Kolumnist KNITZ über fantastische Hirngespinste – und warum man es nicht immer dabei belassen sollte.
Frühmorgens, wenn der Wind günstig steht, wird KNITZ nicht selten von einem fernen Wiehern geweckt. KNITZ trabt dann in die Küche, um sich einen Cappuccino zu machen. Er murmelt dabei Sätze wie „Baby, ich bin dann mal auf dem Gestüt“ oder „Schatz, ich reite zur Westweide, um den Zaun zu reparieren“ vor sich hin. Während er die Milch aufschäumt, sieht er sich in Gedanken davonreiten, wie weiland seine Helden von der Ponderosa.
Falls Sie jetzt denken, KNITZ wäre auf dem besten Weg, seinen Drahtesel gegen einen Gaul einzutauschen – weit gefehlt. Das letzte Mal, dass er auf einem Pferd saß, war im Grundschulalter. Das Pferd war aus Holz und fuhr, dicht gefolgt von einem Feuerwehrauto und einem Schwan, im Kreis.

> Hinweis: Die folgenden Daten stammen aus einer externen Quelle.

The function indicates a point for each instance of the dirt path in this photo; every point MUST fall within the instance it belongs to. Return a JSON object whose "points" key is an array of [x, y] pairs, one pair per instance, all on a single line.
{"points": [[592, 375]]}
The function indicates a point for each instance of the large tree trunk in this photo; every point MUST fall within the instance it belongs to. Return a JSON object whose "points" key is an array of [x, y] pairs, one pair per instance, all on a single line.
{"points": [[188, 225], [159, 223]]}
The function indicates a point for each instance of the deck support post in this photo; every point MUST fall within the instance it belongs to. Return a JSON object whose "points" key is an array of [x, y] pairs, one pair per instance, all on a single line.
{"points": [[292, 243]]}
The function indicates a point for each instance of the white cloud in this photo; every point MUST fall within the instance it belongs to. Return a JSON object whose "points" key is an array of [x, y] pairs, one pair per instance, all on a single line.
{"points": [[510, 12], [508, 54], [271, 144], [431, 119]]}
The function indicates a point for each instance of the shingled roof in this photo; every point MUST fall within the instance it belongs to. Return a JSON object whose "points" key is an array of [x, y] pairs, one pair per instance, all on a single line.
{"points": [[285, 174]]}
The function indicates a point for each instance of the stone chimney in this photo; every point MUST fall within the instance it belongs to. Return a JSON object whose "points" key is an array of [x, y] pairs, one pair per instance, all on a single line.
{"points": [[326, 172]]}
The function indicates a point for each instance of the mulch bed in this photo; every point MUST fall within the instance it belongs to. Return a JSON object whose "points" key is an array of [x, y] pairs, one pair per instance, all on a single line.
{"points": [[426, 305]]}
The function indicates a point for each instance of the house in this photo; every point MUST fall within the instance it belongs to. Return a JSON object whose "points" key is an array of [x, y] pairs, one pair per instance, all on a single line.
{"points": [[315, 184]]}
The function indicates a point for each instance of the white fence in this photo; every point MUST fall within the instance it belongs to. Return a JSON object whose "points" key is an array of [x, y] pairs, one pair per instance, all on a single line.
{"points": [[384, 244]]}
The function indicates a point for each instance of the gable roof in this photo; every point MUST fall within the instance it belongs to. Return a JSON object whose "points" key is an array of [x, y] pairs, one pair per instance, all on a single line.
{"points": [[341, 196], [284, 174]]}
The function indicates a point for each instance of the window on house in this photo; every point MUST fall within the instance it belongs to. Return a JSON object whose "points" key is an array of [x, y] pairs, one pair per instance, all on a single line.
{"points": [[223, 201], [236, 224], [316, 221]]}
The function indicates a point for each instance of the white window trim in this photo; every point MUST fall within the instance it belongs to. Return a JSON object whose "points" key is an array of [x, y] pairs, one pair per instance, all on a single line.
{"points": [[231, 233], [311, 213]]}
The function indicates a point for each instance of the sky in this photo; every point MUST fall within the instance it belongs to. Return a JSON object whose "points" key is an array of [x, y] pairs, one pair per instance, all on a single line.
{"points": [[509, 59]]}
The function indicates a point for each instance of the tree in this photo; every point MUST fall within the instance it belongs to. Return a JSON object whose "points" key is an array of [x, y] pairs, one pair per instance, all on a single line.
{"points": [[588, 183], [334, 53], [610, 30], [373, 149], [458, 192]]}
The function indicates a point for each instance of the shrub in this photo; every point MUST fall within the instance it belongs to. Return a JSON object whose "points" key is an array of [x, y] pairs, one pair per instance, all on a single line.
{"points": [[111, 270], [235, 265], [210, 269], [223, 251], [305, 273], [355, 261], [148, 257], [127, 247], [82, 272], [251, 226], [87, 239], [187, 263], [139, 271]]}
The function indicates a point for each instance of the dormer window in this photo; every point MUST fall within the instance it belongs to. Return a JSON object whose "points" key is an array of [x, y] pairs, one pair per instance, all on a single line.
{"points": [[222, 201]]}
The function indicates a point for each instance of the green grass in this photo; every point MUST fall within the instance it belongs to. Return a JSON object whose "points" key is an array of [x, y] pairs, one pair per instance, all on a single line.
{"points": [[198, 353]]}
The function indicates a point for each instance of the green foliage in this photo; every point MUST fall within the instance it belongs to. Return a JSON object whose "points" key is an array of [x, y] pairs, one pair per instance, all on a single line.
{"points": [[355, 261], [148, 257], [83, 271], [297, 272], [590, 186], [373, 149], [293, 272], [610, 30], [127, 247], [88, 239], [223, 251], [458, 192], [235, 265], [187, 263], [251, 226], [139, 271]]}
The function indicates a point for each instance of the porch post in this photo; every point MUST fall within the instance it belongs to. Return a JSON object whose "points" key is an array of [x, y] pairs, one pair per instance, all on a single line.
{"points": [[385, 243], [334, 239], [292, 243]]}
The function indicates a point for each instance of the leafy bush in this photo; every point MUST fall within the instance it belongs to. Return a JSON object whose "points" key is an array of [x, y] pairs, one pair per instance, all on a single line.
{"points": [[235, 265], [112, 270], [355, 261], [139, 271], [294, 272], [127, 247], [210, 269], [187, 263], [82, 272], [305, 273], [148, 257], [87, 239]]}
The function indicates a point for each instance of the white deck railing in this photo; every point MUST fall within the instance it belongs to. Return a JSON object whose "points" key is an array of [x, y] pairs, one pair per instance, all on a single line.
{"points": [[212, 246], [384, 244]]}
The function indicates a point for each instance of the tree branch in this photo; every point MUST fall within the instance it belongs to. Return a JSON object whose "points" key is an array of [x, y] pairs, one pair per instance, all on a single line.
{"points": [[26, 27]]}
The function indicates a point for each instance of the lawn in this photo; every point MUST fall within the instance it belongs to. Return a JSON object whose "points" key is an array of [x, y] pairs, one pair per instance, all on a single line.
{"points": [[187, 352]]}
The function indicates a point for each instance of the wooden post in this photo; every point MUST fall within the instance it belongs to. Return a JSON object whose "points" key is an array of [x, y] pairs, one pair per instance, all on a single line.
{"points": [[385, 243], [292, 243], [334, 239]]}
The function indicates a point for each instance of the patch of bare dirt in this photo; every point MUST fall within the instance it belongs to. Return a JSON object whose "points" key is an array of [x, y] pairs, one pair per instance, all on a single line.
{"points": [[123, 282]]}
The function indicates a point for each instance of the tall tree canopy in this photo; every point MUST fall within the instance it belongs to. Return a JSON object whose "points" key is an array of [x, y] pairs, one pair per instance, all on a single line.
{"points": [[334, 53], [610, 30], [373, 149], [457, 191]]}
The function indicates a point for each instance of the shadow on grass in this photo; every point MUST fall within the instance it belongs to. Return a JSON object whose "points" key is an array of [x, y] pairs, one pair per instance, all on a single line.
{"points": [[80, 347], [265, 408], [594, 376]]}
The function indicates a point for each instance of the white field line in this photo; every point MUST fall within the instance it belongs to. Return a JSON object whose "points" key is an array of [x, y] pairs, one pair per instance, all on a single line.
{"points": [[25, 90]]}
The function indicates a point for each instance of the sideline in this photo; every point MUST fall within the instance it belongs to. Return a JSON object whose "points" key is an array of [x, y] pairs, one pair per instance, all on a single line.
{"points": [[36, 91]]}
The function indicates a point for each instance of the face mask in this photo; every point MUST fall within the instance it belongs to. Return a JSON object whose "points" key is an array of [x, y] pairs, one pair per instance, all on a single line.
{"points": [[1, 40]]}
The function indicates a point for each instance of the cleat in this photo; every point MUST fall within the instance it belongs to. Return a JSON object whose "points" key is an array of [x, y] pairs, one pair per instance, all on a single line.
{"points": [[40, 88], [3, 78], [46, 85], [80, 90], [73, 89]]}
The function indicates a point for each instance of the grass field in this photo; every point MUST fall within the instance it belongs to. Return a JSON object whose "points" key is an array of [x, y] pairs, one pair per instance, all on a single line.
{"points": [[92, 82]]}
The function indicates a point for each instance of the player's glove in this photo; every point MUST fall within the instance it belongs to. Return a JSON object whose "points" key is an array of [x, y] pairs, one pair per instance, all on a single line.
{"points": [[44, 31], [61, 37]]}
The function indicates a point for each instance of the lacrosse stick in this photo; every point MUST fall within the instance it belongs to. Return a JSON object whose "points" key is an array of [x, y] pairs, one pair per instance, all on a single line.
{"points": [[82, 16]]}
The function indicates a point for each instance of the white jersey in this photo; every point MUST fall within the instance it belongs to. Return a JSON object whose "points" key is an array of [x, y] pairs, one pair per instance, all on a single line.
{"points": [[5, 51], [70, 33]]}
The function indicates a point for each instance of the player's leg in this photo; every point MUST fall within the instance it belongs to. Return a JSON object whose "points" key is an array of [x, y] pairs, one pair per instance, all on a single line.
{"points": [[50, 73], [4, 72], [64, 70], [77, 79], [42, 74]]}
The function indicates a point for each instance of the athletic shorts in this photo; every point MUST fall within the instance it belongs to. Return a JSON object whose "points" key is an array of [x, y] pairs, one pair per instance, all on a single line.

Wie an der Copacabana – nur mit Fachwerkkulisse
Am Montag früh kam KNITZ auf dem Weg in die Redaktion an einem großen Sandkasten vorbei. Die Klappliegestühle, die hier tags zuvor noch standen, waren weggeräumt. Männer mit schwerem Gerät und Schaufeln standen bereit, um den Sand abzutragen. Am Abend war der Strand weg.
The Beach, wie man heutzutage sagt, hatte seine Schuldigkeit getan. Einige Wochen lang konnten sich buddelnde Kinder und Cocktail trinkende Erwachsene hier wie an der Copacabana fühlen. So es ihnen gelang, die Fachwerkkulisse auf dem historischen Marktplatz für einige Augenblicke auszublenden.
KNITZ mag es, sich in solchen Fantasiewelten zu bewegen. Den Sandkasten hat er dennoch nicht betreten. Er schätzt zwar den Schlager „Ich hab’ noch Sand in den Schuhen aus Hawaii“, aber nicht das Gefühl von Steinchen zwischen den Zehen.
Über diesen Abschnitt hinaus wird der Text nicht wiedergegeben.